The casting takes a minimalist approach as the story revolves around the daughter and father combo Haley and Dave. Scodelario and Pepper play alongside one another well, as their character drama is just enough to understand their emotional and physical circumstances within their broken family. They both have a movingly and emotional scene together that adds a humanity to the story. Both actors are terrific here as they are able to bring this alligator flick a bit of heart. The strained relationship between the two adds to their performances, giving the audience two characters that they can root for.
Kaya Scodelario gives a solid heroine performance that doesn’t require her to shriek to be saved. Her accomplishments are celebratory and her failures hurt because of how human she is to us. Barry Pepper (played Dale Earnhardt in the biopic “3”) wears the skin of the weary well and as he grinds his teeth, moans and screams in pain and fear, it never feels over the top.
The very minor supporting characters are there to function as alligator meals and they all work rather well within the films structure. Instead of just adding a body count, the supporting players connect to the leading characters enough without making them seem wasteful. Yet it’s both Scodelario and Pepper that give a real human and emotional feel.
Playing as one of the supporting cast is the alligator and storm effects that are impressive, especially considering they worked with a smaller budget. Screenwriters Michael Rasmussen and Shawn Rasmussen’s screenplay is tightly plotted, very well structured and has just the right amount of emotion. I appreciated the fact that it wasn’t some over the top sci-fi film, where the alligators were mutant creations or had super human strength and they were just regular alligators.

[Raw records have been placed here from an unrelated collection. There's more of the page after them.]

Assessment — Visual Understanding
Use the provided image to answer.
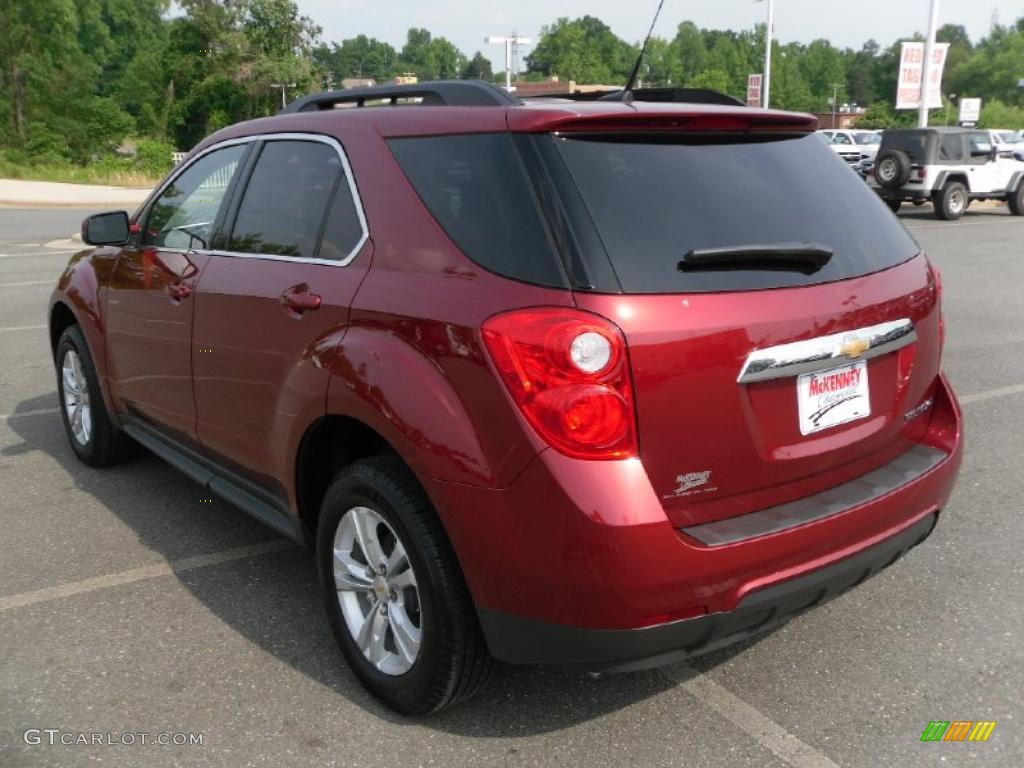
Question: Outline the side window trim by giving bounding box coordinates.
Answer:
[207,133,370,266]
[135,137,251,253]
[216,139,265,249]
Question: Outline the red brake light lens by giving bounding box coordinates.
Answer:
[482,308,637,459]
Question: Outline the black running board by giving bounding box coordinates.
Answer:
[121,415,303,544]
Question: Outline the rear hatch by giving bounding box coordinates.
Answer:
[537,132,940,525]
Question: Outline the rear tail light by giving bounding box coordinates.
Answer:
[483,307,637,459]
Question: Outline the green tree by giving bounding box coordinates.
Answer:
[399,29,466,80]
[526,16,637,85]
[672,22,708,85]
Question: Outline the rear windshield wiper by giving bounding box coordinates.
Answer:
[679,243,833,274]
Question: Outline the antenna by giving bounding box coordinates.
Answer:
[622,0,665,101]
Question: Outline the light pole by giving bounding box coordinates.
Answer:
[754,0,775,110]
[918,0,939,128]
[270,83,295,110]
[483,35,532,91]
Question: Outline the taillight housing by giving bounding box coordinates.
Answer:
[482,307,637,460]
[928,259,946,354]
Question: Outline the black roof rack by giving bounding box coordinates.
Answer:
[278,80,522,115]
[524,88,745,106]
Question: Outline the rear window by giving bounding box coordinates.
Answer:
[551,134,920,293]
[388,133,565,288]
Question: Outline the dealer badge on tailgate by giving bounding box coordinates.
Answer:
[797,360,871,434]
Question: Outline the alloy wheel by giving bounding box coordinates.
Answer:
[60,349,92,445]
[949,189,967,214]
[334,507,423,676]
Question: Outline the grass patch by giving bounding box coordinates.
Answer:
[0,158,160,187]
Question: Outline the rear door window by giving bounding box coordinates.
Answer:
[548,135,920,293]
[227,140,341,259]
[939,133,964,163]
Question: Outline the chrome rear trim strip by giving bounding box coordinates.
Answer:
[736,318,918,384]
[682,444,948,547]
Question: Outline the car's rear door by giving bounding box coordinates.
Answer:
[193,134,372,493]
[106,144,248,442]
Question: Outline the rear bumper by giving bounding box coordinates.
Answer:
[426,378,962,669]
[871,185,933,200]
[479,512,938,672]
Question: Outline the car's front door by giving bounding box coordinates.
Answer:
[106,144,248,441]
[193,135,372,494]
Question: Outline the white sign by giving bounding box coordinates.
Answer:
[959,98,981,125]
[896,43,949,110]
[746,75,764,106]
[797,360,871,434]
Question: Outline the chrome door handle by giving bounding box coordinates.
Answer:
[281,284,324,314]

Aja makes great use of the space he has to work with, he defines the parameters of the claustrophobic crawl space well. Aja shows us the geography of both the crawlspace and the first floor of the home before gator attack begins. Every corner, every blind alley, feels dangerous and the camera shoots everything within the house in a much tighter framing.
My only minor complaints is there are a few questionable things the characters do. It’s one of those cliches of people making dumb decisions. Although that is something fairly common for a movie like this, so it became a minor issue. Lastly I was hoping the last shot of the film would have been what I came up with in my head. It’s probably what Aja would have been expected to do, so it was nice to see his ending go another way.
“Crawl” not only runs at the perfect pace and length, it also keeps itself interesting, tension-filled and fun. There’s never a sense of repetition, thankfully because every possible situation gets played out in front of us. “Crawl” is a simple but effective film and simple is all you need to make a movie fun. We need more simple movies like “Crawl”. It’s a creature feature that is a welcome entry to its genre, the kind that sends you home with an adrenaline rush.
It’s one of the best thrillers of the year. The suspense builds, the actors are terrific, and the alligator is a fierce and powerful beast. Aja has crafted a brilliantly suspenseful take on the man vs. nature vs. animal genre. It’s Aja at his best, you don’t want to miss one of this year’s and this summer’s sleeper hits.